For the first time, a drug company applied for US approval Monday to make its birth control pill available over the counter, weeks after the US Supreme Court overturned a federal right to abortion.
HRA Pharma, a subsidiary of Perrigo, said in a statement that it is seeking to move away from prescription for its product Opill, a progestin-only daily birth control pill – also known as the minipill or non-estrogen pill.
Over-the-counter (OTC) contraception has long been supported by major medical organizations to reduce barriers to contraceptive access.
The timing of the request – which comes amid a wave of state-level restrictions and abortion bans following the Supreme Court ruling – was “accidental,” according to an HRA spokeswoman, who said the company had compiled research for its request for the past seven years.
“This historic application marks a landmark moment for contraceptive access and reproductive equity in the United States,” said Frederique Welgryn, HRA Pharma’s chief strategic operations and innovation officer, in a statement.
“Moving a safe and effective prescription birth control pill to OTC will help even more women and people gain access to contraception without unnecessary barriers.”

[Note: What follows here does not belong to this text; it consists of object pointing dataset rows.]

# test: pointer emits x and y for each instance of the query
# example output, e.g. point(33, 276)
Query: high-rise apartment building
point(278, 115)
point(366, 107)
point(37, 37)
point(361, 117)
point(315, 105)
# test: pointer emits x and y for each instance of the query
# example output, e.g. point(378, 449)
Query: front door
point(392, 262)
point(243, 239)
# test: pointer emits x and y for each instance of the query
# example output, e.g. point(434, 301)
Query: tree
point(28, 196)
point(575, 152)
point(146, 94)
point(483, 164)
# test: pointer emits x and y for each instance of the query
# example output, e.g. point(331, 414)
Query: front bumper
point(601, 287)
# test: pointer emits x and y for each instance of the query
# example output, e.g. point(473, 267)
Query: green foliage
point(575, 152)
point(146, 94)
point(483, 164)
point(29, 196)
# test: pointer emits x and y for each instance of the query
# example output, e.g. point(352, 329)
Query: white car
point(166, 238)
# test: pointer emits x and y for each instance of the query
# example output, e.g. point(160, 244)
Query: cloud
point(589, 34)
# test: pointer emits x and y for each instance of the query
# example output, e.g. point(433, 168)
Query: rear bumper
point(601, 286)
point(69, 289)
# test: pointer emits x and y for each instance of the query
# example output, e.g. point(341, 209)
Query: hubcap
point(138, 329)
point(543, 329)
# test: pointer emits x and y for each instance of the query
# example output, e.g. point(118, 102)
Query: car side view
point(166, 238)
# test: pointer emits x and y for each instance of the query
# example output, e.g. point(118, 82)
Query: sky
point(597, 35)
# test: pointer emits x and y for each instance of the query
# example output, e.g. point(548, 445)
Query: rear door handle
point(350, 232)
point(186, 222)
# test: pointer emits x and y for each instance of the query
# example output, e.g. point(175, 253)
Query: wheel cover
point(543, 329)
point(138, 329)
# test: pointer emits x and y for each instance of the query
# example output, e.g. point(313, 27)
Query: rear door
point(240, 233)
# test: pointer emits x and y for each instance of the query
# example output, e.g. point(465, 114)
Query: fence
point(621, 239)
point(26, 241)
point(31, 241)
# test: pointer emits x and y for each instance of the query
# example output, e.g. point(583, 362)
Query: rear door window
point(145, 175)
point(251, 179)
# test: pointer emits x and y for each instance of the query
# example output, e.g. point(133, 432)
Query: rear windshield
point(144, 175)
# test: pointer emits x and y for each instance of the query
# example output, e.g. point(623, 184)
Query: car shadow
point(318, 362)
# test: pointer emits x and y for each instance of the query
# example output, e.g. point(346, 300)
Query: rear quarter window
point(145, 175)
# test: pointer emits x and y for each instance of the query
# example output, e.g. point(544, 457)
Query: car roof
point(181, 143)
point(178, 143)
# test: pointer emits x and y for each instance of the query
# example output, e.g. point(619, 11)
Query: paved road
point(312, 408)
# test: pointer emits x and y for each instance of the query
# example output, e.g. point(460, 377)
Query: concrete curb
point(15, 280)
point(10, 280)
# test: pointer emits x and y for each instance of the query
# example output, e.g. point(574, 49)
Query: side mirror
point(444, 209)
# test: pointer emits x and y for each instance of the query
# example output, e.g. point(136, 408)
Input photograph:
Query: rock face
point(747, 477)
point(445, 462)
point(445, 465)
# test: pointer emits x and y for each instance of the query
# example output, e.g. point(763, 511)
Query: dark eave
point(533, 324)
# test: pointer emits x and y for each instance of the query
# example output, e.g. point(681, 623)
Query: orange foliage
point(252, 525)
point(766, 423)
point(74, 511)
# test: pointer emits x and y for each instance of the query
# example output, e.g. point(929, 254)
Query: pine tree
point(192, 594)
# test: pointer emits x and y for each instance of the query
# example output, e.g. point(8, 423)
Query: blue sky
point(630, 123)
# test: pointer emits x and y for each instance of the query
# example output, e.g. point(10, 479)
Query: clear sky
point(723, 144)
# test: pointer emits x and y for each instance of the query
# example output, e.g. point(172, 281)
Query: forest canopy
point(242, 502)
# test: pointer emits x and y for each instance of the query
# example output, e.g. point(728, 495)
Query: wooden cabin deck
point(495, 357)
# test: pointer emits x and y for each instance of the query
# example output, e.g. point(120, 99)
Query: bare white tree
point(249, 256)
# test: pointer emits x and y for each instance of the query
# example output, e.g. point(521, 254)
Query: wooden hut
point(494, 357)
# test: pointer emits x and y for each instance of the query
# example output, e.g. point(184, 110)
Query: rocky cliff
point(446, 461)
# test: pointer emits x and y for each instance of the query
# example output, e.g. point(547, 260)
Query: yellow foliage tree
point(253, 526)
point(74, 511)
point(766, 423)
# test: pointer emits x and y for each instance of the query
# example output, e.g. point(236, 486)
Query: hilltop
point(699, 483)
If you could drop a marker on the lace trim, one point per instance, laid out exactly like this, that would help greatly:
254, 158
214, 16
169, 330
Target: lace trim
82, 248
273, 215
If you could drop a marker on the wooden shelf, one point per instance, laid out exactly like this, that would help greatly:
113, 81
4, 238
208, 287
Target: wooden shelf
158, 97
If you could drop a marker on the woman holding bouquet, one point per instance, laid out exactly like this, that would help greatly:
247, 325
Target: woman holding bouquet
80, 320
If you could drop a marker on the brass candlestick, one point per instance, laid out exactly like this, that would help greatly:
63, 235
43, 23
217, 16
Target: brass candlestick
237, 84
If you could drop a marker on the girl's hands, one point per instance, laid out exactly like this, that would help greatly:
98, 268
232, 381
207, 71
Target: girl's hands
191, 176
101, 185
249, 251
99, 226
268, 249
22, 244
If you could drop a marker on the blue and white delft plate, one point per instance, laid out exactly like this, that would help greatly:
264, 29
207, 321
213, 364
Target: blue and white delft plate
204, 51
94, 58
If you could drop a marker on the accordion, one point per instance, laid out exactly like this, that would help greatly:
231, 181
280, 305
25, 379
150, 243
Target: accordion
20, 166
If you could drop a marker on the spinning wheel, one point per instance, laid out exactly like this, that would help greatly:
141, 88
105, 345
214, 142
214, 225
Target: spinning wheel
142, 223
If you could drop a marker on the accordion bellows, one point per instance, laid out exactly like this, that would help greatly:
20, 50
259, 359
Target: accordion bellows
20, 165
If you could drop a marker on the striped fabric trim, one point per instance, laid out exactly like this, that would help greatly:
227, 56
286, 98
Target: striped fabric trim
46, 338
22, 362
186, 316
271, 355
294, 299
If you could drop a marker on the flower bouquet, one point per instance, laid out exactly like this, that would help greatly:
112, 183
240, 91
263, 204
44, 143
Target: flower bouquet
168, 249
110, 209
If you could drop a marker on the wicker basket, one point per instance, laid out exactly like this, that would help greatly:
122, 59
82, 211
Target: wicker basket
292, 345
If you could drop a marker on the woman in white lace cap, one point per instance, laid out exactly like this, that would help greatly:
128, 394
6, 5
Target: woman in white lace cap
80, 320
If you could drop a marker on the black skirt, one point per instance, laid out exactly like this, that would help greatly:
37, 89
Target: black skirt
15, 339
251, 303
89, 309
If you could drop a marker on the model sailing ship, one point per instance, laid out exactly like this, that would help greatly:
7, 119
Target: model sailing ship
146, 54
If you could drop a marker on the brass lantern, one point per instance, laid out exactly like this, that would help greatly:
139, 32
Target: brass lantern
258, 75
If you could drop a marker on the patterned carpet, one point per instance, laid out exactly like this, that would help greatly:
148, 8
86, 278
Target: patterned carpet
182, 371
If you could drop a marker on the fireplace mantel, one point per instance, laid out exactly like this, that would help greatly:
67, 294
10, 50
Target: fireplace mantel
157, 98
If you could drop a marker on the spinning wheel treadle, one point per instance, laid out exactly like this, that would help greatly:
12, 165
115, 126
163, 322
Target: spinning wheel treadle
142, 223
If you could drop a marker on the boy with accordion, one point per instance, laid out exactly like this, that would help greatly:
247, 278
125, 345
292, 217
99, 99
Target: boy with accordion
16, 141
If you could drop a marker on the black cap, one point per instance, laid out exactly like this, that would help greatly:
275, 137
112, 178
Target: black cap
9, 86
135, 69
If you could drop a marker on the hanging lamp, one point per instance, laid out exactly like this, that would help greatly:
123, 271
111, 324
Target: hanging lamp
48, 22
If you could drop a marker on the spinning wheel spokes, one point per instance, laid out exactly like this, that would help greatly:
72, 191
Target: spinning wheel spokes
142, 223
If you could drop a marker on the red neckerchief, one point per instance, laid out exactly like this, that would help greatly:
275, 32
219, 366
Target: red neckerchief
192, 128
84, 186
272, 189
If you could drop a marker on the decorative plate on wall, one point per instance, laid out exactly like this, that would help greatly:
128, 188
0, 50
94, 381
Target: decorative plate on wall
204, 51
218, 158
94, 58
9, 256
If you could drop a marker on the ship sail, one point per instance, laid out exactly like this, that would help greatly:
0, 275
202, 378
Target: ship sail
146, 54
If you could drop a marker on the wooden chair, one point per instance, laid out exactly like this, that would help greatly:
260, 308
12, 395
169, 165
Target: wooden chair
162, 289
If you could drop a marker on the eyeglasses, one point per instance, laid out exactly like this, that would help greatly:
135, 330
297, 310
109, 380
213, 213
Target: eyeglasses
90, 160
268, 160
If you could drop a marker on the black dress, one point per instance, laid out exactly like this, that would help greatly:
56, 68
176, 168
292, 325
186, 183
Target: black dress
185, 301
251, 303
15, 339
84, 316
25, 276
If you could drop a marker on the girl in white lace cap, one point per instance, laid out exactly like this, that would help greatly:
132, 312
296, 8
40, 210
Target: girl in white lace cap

Over-the-counter birth control is supported by major medical organizations, including the American College of Obstetricians and Gynecologists (ACOG), the American Medical Association, and the American Academy of Family Physicians.
It is also common practice in many countries, including Brazil, Greece, Mexico, Portugal, Russia, South Korea and Turkey.
In general, more affluent countries prefer more regulations and therefore only prescription birth control.
But according to ACOG, “data support that hormonal methods containing only progestin are generally safe and carry no or minimal risk of venous thromboembolism (VTE),” also known as blood clots.
“Several studies have shown that women are able to carry out self-tests to determine whether they are suitable for the use of hormonal contraceptives,” adds the organization in a statement on the subject published on its website.
A 2016 study found that nearly a third of US women who have attempted to obtain prescription contraceptives reported barriers to entry.
The application is now under review by the Food and Drug Administration, a process that would normally take about a year.